A ThinkForge tool is strongest when the job is to prepare, organize, recover, and reuse the context around the work.

Events can become useful actions.

Project work creates signals.

  • A task moves to In Progress.
  • A file changes.
  • A browser page gets captured.
  • A workspace becomes active.
  • A due date gets close.
  • A task is marked Done.
  • A project is reopened after a break.

ThinkForge can turn those moments into useful actions.

  • Gather related context when a task starts.
  • Summarize open work when you return.
  • Create a changelog note when release tasks finish.
  • Find related docs when new research is captured.
  • Prepare a handoff from the files used this week.

The goal is not automation theater.

The goal is simple: when the project changes, the right context should be easier to reach.

Built for the moment you ask, “Where was I?”
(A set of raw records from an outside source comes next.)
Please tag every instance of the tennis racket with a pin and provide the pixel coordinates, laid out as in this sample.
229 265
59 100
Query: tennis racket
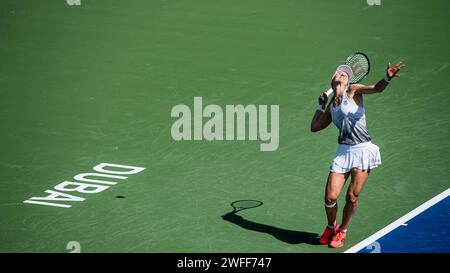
360 64
245 204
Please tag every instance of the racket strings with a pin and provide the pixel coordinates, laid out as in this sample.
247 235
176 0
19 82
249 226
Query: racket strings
360 66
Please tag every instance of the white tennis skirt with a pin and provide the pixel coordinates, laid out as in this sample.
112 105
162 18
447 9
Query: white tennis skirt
364 156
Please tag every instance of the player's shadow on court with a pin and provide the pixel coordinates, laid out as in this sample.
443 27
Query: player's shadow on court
284 235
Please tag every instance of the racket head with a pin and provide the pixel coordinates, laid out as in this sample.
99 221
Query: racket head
245 204
360 64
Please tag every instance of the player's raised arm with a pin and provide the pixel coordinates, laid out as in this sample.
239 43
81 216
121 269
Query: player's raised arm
391 72
322 117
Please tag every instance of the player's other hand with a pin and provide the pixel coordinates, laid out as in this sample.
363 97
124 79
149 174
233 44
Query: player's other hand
392 71
323 99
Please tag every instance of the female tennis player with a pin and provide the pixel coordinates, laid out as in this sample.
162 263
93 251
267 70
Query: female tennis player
356 154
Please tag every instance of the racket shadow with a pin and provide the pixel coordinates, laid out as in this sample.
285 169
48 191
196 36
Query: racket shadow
284 235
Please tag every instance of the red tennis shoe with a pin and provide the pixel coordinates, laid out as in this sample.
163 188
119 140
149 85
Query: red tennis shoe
338 239
325 239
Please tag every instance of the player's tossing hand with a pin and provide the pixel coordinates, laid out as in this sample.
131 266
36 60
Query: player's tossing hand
391 72
323 99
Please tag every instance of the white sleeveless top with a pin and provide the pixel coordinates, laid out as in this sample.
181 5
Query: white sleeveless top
350 119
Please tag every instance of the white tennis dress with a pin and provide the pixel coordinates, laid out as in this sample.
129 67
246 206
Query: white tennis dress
355 147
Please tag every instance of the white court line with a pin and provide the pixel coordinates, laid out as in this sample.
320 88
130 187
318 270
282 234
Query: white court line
399 222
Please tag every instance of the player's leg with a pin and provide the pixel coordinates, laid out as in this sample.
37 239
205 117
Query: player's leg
333 188
359 178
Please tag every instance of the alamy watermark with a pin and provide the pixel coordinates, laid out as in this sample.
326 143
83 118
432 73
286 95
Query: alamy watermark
374 2
227 124
73 2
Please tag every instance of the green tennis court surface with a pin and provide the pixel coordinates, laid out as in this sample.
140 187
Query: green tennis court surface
95 83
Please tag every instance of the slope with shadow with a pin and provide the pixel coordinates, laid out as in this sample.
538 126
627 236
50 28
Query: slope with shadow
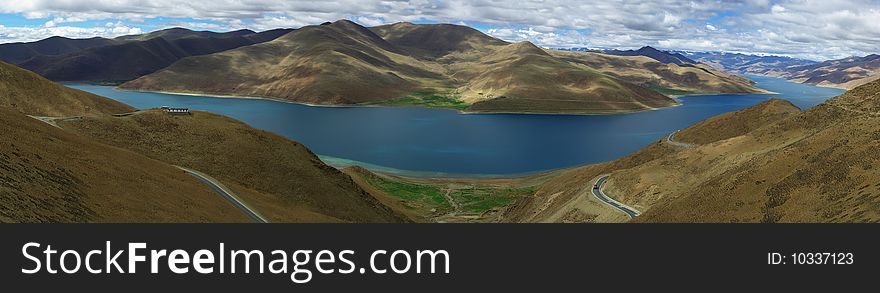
817 165
50 175
344 63
128 59
335 63
845 73
282 179
651 52
524 78
16 53
655 174
434 41
667 77
32 94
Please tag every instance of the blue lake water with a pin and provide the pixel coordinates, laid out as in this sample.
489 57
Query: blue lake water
438 142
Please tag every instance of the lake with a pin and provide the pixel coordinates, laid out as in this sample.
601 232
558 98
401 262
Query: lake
438 142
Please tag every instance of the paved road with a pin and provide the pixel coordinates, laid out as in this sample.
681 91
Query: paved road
597 192
217 187
671 140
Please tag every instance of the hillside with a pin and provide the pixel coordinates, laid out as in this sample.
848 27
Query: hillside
284 180
748 64
845 73
403 64
659 56
97 167
665 77
16 53
433 41
131 57
338 63
769 163
50 175
32 94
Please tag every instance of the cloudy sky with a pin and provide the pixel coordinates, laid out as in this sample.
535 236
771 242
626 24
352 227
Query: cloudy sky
812 29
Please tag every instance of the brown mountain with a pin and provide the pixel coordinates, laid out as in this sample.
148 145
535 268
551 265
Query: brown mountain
769 163
32 94
845 73
104 168
16 53
130 57
344 63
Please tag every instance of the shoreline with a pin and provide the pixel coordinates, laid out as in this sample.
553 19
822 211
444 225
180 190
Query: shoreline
220 96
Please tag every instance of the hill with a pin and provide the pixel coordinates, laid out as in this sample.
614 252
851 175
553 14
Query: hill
651 52
344 63
16 53
127 58
50 175
432 41
283 179
845 73
748 64
96 167
666 77
32 94
769 163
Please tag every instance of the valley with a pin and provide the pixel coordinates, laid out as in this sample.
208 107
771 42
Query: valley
404 122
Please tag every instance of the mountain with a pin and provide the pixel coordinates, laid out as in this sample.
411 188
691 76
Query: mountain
432 41
845 73
344 63
281 178
32 94
769 163
51 175
131 57
180 33
650 52
16 53
748 64
97 167
668 78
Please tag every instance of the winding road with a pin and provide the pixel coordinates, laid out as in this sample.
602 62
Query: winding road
597 192
219 188
670 139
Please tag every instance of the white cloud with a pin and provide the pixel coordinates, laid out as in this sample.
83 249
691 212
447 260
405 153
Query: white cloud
800 28
23 34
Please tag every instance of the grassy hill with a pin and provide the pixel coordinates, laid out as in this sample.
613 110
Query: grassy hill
666 77
404 64
769 163
845 73
16 53
50 175
282 177
103 168
32 94
131 57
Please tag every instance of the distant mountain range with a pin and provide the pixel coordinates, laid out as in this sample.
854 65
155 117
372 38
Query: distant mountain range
844 73
124 58
345 63
437 65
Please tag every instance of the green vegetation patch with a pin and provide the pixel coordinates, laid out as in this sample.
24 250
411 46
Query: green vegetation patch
428 98
409 191
480 199
470 198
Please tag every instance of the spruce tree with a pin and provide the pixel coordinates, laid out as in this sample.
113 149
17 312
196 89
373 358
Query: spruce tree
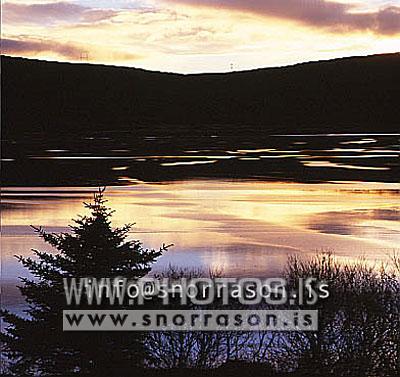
37 345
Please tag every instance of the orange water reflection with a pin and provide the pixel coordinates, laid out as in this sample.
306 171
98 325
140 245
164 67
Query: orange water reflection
245 228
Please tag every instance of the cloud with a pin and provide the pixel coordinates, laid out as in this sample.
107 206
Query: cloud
336 16
68 51
33 46
50 13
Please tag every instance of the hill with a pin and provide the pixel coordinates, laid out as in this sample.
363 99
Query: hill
357 94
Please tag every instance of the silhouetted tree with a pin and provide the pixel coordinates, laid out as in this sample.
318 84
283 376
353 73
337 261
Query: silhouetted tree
37 345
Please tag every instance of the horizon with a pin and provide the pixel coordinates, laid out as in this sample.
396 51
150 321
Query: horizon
202 73
208 36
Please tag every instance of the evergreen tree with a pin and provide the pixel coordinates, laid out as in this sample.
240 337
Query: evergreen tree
37 345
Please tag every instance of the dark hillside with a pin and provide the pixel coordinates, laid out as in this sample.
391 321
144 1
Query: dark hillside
359 94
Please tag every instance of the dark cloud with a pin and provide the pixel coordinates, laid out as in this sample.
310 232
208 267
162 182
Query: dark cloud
50 13
33 46
319 13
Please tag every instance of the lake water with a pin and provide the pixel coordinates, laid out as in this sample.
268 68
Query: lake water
239 205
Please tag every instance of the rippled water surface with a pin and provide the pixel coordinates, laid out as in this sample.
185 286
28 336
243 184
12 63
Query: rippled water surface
240 205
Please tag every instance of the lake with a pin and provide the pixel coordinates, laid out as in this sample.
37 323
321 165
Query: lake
238 204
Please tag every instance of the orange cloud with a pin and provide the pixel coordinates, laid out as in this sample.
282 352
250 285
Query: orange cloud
31 47
50 13
320 13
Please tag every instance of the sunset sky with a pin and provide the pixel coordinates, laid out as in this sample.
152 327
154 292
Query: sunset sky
199 35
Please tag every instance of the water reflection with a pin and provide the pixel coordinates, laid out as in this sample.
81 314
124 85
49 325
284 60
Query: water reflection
245 227
97 159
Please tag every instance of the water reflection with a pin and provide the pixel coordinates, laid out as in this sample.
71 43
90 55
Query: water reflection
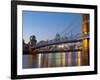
52 60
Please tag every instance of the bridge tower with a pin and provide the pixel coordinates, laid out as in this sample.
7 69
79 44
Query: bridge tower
85 42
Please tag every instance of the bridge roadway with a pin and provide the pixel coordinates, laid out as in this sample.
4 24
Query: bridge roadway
60 42
55 51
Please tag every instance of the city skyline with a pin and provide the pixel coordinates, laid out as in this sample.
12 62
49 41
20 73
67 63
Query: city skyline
45 25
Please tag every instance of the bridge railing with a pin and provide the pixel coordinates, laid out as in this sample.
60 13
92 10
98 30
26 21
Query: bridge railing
63 39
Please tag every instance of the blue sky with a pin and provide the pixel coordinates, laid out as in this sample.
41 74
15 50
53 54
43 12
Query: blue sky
45 25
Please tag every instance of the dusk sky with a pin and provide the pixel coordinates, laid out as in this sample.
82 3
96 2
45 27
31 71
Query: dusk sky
45 25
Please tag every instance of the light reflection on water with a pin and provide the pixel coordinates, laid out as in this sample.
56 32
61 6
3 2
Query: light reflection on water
52 60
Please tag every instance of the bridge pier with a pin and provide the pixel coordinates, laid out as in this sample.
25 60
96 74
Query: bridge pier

The hardest part of returning to a project is not opening the repo.

It is rebuilding the mental state.

  • What was I trying to fix?
  • Which note had the answer?
  • What did I decide last week?
  • Which task was blocked?
  • What did that AI chat explain?
  • What files were part of this work?
  • What was the next step?

ThinkForge is built for that moment.

Recent work, active tasks, project memory, saved context, related documents, workspaces, and tools live in the same environment so you can get back into the project faster.

Keep using the tools you already trust.

ThinkForge does not replace your editor.

Keep using VS Code, Cursor, Claude Code, GitHub, browsers, terminals, and whatever else belongs in your workflow.

ThinkForge sits beside them as the project knowledge layer: the place where context is gathered, searched, organized, and reused.

Your editor changes the code.

ThinkForge preserves the thinking around it.

Stop rebuilding the project from memory.

Every project leaves a trail.

ThinkForge keeps that trail usable.

Gather the docs, chats, notes, tasks, captures, files, and decisions around your work, then bring them back when the project needs them again.